Fisher is stepping down after a disappointing season. The Aztecs finished 19-14 and failed to make a postseason tournament or win 20 games for the first time in 12 seasons. SDSU made a school-record six straight appearances in the NCAA Tournament from 2010-15, including reaching its first two Sweet 16s. The Aztecs reached the NIT semifinals in 2016.
Fisher was 386-209 at SDSU.
While his revival of SDSU’s program was remarkable, Fisher will probably be best remembered as the “Michigan Man” who led the Wolverines to the 1989 national title and later coached the Fab Five.
After Bill Frieder accepted the Arizona State job on the eve of the 1989 NCAA Tournament, Michigan athletic director Bo Schembechler angrily decreed that “a Michigan man will coach Michigan, not an Arizona State man.”
Fisher was promoted to replace Frieder and coached the Wolverines to the title. The Fab Five would follow, as would two more appearances in the title game and then Fisher’s firing in October 1997 because of the program’s involvement with booster Ed Martin. Michigan vacated its participation in the 1992 and 1993 Final Fours.
The Aztecs hired Fisher in March 1999. SDSU was a hoops backwater that had just finished 4-22 and posted just one winning season in a decade and a half.
Until Fisher came along, the Aztecs barely had a hoops legacy. They had played in the NCAA Tournament only three times. Among the few well-known alums were Tony Gwynn and Michael Cage.
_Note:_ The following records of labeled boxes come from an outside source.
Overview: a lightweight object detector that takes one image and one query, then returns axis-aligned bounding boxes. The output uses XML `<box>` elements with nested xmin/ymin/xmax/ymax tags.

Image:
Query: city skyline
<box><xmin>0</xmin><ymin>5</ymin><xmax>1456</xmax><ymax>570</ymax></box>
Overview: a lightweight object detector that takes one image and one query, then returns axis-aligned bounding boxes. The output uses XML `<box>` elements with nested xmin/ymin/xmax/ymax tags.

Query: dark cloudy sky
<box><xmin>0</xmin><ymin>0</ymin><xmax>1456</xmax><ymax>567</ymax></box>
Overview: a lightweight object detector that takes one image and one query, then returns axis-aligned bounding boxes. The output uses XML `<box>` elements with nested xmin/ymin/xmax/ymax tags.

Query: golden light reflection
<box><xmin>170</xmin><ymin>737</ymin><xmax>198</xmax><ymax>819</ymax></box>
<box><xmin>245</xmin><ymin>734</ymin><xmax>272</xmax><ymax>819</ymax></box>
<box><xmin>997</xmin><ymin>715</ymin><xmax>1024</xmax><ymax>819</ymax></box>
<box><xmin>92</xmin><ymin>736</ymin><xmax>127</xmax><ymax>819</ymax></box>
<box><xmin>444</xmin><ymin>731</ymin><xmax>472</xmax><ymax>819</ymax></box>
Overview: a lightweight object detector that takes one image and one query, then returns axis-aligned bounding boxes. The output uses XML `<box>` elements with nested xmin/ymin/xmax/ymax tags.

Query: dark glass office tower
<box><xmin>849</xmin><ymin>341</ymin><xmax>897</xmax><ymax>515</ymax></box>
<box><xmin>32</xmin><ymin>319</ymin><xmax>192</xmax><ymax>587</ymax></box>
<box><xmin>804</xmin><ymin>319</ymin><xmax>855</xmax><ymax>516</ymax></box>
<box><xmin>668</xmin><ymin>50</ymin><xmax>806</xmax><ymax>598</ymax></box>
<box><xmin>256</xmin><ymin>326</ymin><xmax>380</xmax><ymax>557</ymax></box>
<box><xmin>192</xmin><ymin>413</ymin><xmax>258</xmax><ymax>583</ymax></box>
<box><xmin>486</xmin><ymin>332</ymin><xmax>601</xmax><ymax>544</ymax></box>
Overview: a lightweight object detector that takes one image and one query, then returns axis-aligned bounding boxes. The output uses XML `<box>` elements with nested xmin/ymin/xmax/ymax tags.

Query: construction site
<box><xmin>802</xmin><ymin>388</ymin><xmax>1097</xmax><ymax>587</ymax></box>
Gwynn, a two-sport star who went on to become a baseball Hall of Famer with the Padres, still holds SDSU’s game, season and career assist records.
The newly hired Fisher would walk around campus giving tickets to students.
He eventually built the program to the point that the Aztecs’ loud, sold-out arena provided a terrific home-court advantage.
SDSU made eight appearances in the NCAA Tournament and five in the NIT under Fisher. They won at least 20 games 12 times and their two 30-win seasons culminated in Sweet 16 appearances, including with Kawhi Leonard in 2011.
The San Diego Union-Tribune first reported that Fisher was retiring.